Psychologie

Certaines personnes parlent de créer depuis des années. Elles dessinent en secret, écrivent sans jamais finir, rêvent d’un atelier ou d’un livre… mais rien ne sort. Le désir est là, puissant, parfois ancien, mais il reste empêché. Ce blocage, souvent attribué au manque de temps ou de discipline, s’ancre en réalité dans des strates plus profondes de la vie psychique : peur du jugement, de l’exposition, ou d’une différenciation symbolique.

Un désir intense, mais interdit

Créer, c’est affirmer un mouvement intérieur. Or ce mouvement entre souvent en conflit avec des injonctions anciennes, implicites. Il peut apparaître comme une transgression : celle de sortir du rang, de s’autoriser, de prendre une place. Pour certains, cela évoque immédiatement une culpabilité sourde. Il n’est pas rare que derrière le blocage se cache une loyauté familiale non consciente : ne pas dépasser, ne pas trahir, ne pas être “trop différent”. Le désir existe, mais il est réprimé pour préserver un lien ancien — même s’il n’est plus actif dans la réalité.
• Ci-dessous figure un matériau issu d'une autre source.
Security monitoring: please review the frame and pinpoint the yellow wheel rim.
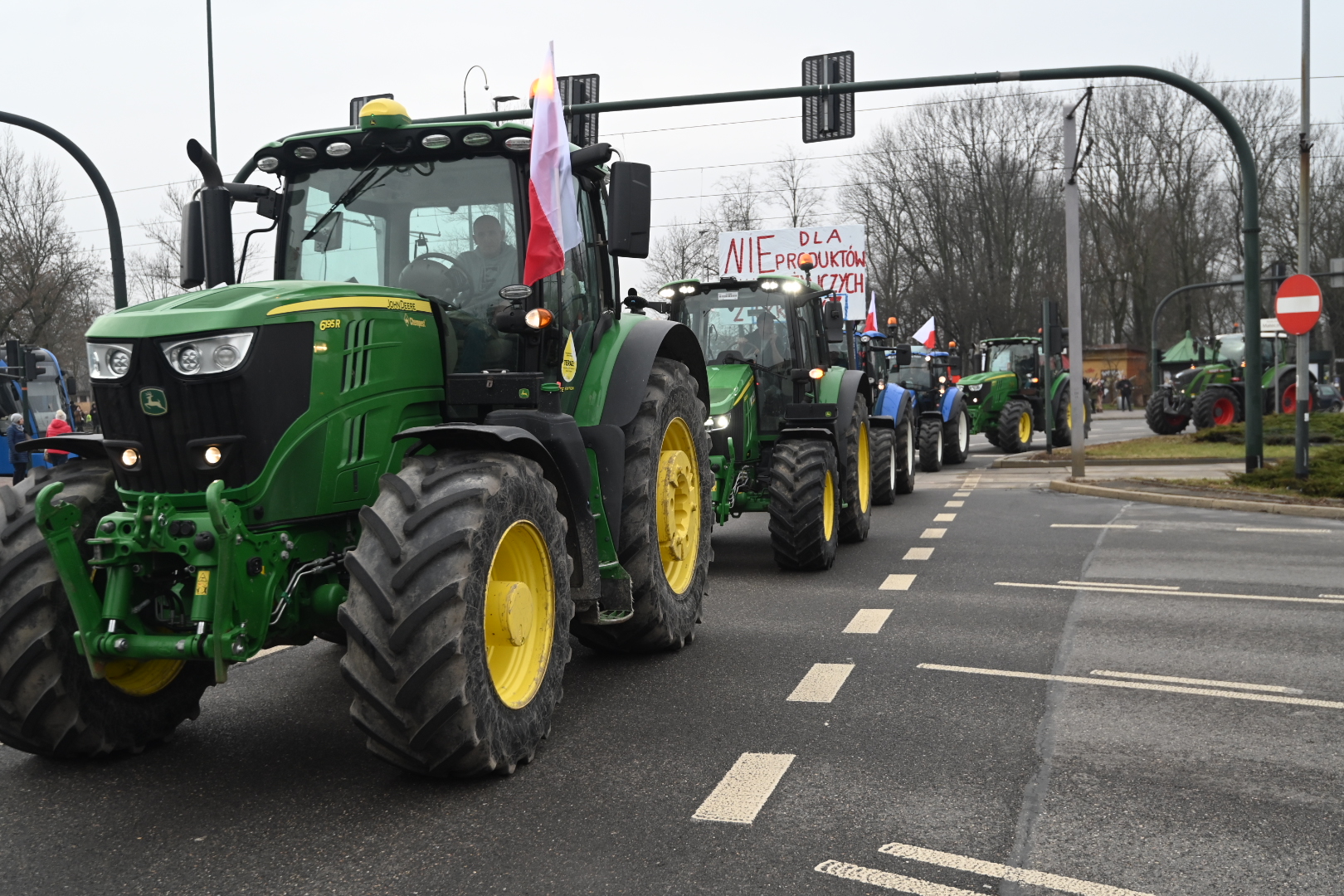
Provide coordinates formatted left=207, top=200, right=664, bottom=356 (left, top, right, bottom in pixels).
left=859, top=423, right=872, bottom=514
left=655, top=416, right=700, bottom=594
left=484, top=520, right=555, bottom=709
left=102, top=660, right=187, bottom=697
left=821, top=470, right=836, bottom=542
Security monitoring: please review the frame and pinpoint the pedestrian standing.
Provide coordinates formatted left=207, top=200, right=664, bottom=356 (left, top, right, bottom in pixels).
left=1116, top=376, right=1134, bottom=411
left=46, top=411, right=71, bottom=466
left=4, top=414, right=28, bottom=485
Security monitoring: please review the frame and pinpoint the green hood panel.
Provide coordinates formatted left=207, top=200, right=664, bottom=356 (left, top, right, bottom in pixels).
left=706, top=364, right=752, bottom=415
left=87, top=280, right=430, bottom=338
La peur du regard, la peur d’exister

Créer expose. Non seulement aux autres, mais à soi. Cela rend visible une part intime, parfois informe, parfois fragile. Pour ceux dont l’histoire a été marquée par un regard critique, intrusif ou moqueur, cette exposition devient insupportable. Mieux vaut ne rien montrer. Mieux vaut ne rien faire. Le silence protège. Ce n’est pas un caprice ni une paresse, mais une défense solide contre une blessure encore vive. Le simple fait d’imaginer que l’on pourrait être lu, vu ou entendu suffit à raviver un danger ancien : celui d’être jugé, dénigré ou ignoré.

L’exemple de Sophie, 37 ans

Sophie écrit depuis l’adolescence. Des carnets entiers, des idées de roman, des débuts prometteurs. Mais dès qu’il s’agit de finaliser ou de montrer, elle se fige. Elle se trouve prétentieuse, illégitime, ridicule. En analyse, elle découvre que dans son enfance, sa mère valorisait la discrétion, la réserve, la conformité. Toute forme de singularité était perçue comme déplacée. Créer, pour Sophie, reviendrait à s’extraire de cette posture héritée, à affirmer une voix. Ce mouvement l’angoisse autant qu’il l’attire. Elle comprend peu à peu que ne pas créer est aussi une manière de rester dans le lien.

Le fantasme de l’œuvre parfaite

Un autre frein fréquent est l’idéalisation du résultat. Beaucoup veulent créer, mais ne supportent pas l’idée de rater, de tâtonner, d’être médiocres. L’œuvre doit être parfaite… ou ne pas exister. Ce fantasme d’excellence bloque le geste même de commencer. Il cache souvent une angoisse narcissique : que reste-t-il si je produis quelque chose de banal ? La création devient alors un terrain miné, où l’on rejouerait une blessure identitaire. Là encore, ce n’est pas l’œuvre qui compte, mais ce qu’elle mettrait en jeu.

S’autoriser à tâtonner

Sortir de l’empêchement suppose d’accepter l’imperfection, l’inachèvement, la maladresse. Créer ne commence pas avec le talent, mais avec une autorisation intérieure. Ce mouvement ne peut être forcé, mais il peut être apprivoisé. Par des gestes simples, discrets, répétés. En protégeant l’espace de création des regards, y compris le sien. En renonçant, parfois, à l’idée d’être compris. C’est dans ce lâcher-prise que peut naître une parole plus libre — fragile, mais vivante.